Sudanese police fired tear gas and beat women protesting outside a Sudanese court Tuesday during the trial of a female journalist accused of violating the Islamic dress code by wearing trousers in public.Hussein, along with 12 other women, were charged with indecent dressing for wearing pants.
Police moved in swiftly and dispersed about 50 protesters, mostly women, who were supporting Lubna Hussein, a former U.N. worker facing 40 lashes on the charge of "indecent dressing." Some of the women demonstrators wore trousers in solidarity with Hussein while others wore more traditional dress.

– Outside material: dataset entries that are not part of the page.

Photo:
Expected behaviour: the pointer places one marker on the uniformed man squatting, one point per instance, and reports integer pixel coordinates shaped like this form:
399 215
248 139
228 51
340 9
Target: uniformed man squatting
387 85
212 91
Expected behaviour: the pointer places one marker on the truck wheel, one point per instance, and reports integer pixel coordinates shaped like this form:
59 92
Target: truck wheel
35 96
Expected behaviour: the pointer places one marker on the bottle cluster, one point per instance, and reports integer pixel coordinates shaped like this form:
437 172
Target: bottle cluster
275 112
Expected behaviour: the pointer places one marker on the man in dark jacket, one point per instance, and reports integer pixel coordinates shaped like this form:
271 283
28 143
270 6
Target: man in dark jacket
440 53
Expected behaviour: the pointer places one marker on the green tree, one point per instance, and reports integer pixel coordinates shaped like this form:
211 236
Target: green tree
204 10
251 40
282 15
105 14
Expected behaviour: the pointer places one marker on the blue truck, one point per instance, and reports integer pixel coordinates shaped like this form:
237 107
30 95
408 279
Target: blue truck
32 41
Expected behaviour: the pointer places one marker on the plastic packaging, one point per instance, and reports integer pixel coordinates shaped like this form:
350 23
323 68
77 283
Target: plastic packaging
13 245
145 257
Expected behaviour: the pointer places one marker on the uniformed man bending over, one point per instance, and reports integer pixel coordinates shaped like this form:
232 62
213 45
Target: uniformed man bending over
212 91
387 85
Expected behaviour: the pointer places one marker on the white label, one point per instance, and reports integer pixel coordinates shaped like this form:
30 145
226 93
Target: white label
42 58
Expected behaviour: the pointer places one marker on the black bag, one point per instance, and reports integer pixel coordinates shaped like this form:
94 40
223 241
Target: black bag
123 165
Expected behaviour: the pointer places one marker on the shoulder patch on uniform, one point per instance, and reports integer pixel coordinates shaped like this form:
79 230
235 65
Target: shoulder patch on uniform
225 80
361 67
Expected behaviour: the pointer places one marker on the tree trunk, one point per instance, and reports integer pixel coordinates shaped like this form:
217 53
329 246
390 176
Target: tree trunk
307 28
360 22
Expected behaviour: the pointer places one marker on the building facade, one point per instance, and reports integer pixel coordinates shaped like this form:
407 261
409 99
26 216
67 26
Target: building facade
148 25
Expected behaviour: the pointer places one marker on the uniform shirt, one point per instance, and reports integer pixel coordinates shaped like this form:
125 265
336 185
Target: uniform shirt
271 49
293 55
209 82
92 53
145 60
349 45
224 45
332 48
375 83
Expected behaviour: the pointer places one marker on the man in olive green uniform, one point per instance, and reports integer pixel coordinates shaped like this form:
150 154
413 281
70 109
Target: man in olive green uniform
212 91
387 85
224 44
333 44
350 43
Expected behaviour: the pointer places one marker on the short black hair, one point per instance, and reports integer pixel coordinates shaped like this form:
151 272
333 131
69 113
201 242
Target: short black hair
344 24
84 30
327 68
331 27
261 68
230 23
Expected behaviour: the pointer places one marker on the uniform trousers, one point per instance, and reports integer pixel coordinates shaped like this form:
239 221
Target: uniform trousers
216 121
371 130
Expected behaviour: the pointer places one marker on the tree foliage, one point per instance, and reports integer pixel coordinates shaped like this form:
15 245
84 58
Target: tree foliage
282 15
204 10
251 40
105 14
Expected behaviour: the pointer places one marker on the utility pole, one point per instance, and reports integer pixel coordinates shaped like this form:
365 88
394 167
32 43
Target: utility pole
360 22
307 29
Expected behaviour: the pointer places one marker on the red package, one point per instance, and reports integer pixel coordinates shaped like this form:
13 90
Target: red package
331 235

Trousers are considered indecent under the strict interpretation of Islamic law, adopted by Sudan's Islamic regime which came to power after a coup led by President Omar al-Bashir in 1989. But activists and lawyers say the implementation of the law is arbitrary
The punishment for such a "crime" is 40 lashes. For her part, she has gone on the record saying that she'd take 40,000 lashes to protest this Islamist nonsense. She's done nothing wrong, and exerting her rights puts her and her supporters in mortal peril.
The judge has delayed ruling on the case until September 7, 2009, to address the possibility that Hussein is immune from prosecution as a UN worker. That does nothing to help the other women who were arrested along with Hussein, but for her part, Hussein has said that she wants the prosecution to go forward to highlight the misogynistic attitudes of the Sudanese regime.